619 Baldwin Street

The first July meeting of the Bridgeville High School Brunch Club was a red-letter event, enhanced by the arrival of John Rosa for the summer. John, whom we fellow members of the Class of 1949 knew as “Yunner”, moved to Arizona fifty years ago, but comes back for an extended visit each year and is welcomed with open arms.

John has always been a popular, outgoing guy and probably has more close friends in the Bridgeville area than any pair of us combined. He was a key member of the Baldwin Street clique in our class, a clique that also included Don Toney and Ray Fagan. Consequently, the conversation focused on the good old days on Baldwin Street and the tragedy of its recent decline.

The discussion heated up when Tom Grossi reported that Don Toney’s boyhood home at 619 Baldwin Street has just been demolished as part of the Borough’s campaign against blight. I have been aware of the program but had no idea this house would be included. For me it has always been a symbol of the story of the penniless immigrant achieving the Great American Dream.

Murray Toney emigrated to this area in 1910 with absolutely no resources. He immediately began selling dry goods door to door in the Carnegie/Bridgeville area. By 1914 he had built his business sufficiently to open a family clothing store in Bridgeville. His tales of his career as a peddler were classic. Most of his customers were residents of the “mine patch towns up Millers Run”. Sales were done on credit; the coal miners lived from payday to payday. Initially his accounting system was to scribble debts on the fences in front of his customers’ homes; one can imagine his dismay one month when the company chose to paint all the fences in town!

Eventually the Toney family acquired the property at 619 Baldwin Street, a handsome two and a half story brick house that was big enough to provide a home for the family, one store front for Tom Toney’s barber shop, one store front for Murray Toney’s clothing store, and several apartments for renters. The apartments were in a first-floor extension in the back, in the third-floor attic, and occasionally in the basement. Don remembers a tenant floating on a mattress in the basement apartment during the big flood in 1940.

Murray Toney operated his store until he retired in 1955 at the age of seventy-five. He was a major figure in the Syrian/American community, helping many other immigrants get their start in the New World. He was a founder of the St. George Antiochian Orthodox Church in Bridgeville as well as being involved in acquiring the property in South Fayette where the new church was recently constructed. He died in 1991 at the age of 110, leaving a remarkable legacy.

Outlined in brick on the front of the house was the date 1916; presumably that is the year it was built. The contrast between the permanence of this house and the fragility of the door to door dry goods peddler who ultimately lived there exemplifies everything that was positive about our society a century ago. Seeing it disappear is almost sacrilegious.

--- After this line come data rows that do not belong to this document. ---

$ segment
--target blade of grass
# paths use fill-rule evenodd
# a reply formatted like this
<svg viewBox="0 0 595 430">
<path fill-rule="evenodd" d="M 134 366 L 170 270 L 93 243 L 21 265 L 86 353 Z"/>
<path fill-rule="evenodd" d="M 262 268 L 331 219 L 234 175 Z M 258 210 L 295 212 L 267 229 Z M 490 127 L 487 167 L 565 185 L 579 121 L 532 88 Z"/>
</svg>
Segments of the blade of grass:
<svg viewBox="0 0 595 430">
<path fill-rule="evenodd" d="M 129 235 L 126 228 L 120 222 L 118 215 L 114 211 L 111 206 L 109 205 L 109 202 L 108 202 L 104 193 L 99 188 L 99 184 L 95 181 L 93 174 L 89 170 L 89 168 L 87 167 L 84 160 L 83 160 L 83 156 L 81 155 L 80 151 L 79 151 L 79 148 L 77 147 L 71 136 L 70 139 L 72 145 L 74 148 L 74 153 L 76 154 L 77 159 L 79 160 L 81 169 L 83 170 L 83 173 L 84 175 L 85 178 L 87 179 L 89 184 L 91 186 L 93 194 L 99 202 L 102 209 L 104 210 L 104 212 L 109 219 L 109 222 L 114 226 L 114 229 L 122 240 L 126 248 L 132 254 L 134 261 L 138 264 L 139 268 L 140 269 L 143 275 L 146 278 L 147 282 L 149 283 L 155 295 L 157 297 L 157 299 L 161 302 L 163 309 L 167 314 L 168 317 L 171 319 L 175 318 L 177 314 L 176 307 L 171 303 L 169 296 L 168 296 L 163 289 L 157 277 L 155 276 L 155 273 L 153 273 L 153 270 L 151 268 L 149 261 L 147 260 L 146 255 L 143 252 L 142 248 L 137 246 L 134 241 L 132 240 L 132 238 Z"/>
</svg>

The anti-blight campaign is funded by a $1,236,200 grant from FEMA (Federal Emergency Management Agency), an agency within the Department of Homeland Security with the primary responsibility of providing emergency assistance to communities affected by natural disasters. A secondary responsibility is to minimize the impact of flooding by insurance (the National Flood Insurance Program) or by funding the removal of structures that are in recognized flood plains.

A flood plain is defined as an area that has a one percent probability of being flooded in any given year. The FEMA flood plain map for Bridgeville indicates that all the houses on Baldwin Street and McLaughlin Run Road are in this category. Anyone familiar with this area is well acquainted with the problem of flooding from McLaughlin Run. The earliest recorded flood was in late July,1874, when a downpour produced ten fatalities. The replacement of farms and woodlots by non-permeable buildings and streets, without adequate detention capability, has aggravated the problem significantly.

We have had Senior Design Project teams at Pitt study McLaughlin Run on two separate occasions. They easily confirmed that the existing channel was inadequate to transfer storm-water runoff from the FEMA design storm without flooding. Their recommendations included installation of detention ponds upstream (in Upper St. Clair Township), installing trash racks to limit debris transport, adding retaining walls to increase the stream bed cross section, and replacing the Bower Hill Road and Commercial Street bridges.

Part of this has occurred. McLaughlin Park has been converted into a small detention pond and trash racks put in place. There are plans to add retaining walls and to replace the bridges. The net effect of all these improvements is a minor reduction in the flood plain area; most of the properties are still included. It is not clear how the seven properties that have been condemned and demolished were selected; perhaps they have already suffered extensive damage from flooding. At any rate, their removal has produced seven interesting vacant lots.

FEMA requires these properties be used as “green space”, but doesn’t precisely define the term. In general, it implies vegetation – grass and trees – and precludes parking lots and new buildings. It certainly would be nice if the borough created seven well-manicured parklets and were able to maintain them. I suspect the neighborhood could use a playground, but is that green space? What about an urban garden? A century ago there would have been no shortage of folks eager to put out a garden on available space.

Perhaps these questions are premature. After all, the Borough is deep into the process of producing a Comprehensive Plan. Surely the long-term future of the Baldwin Street neighborhood will be an important component in it.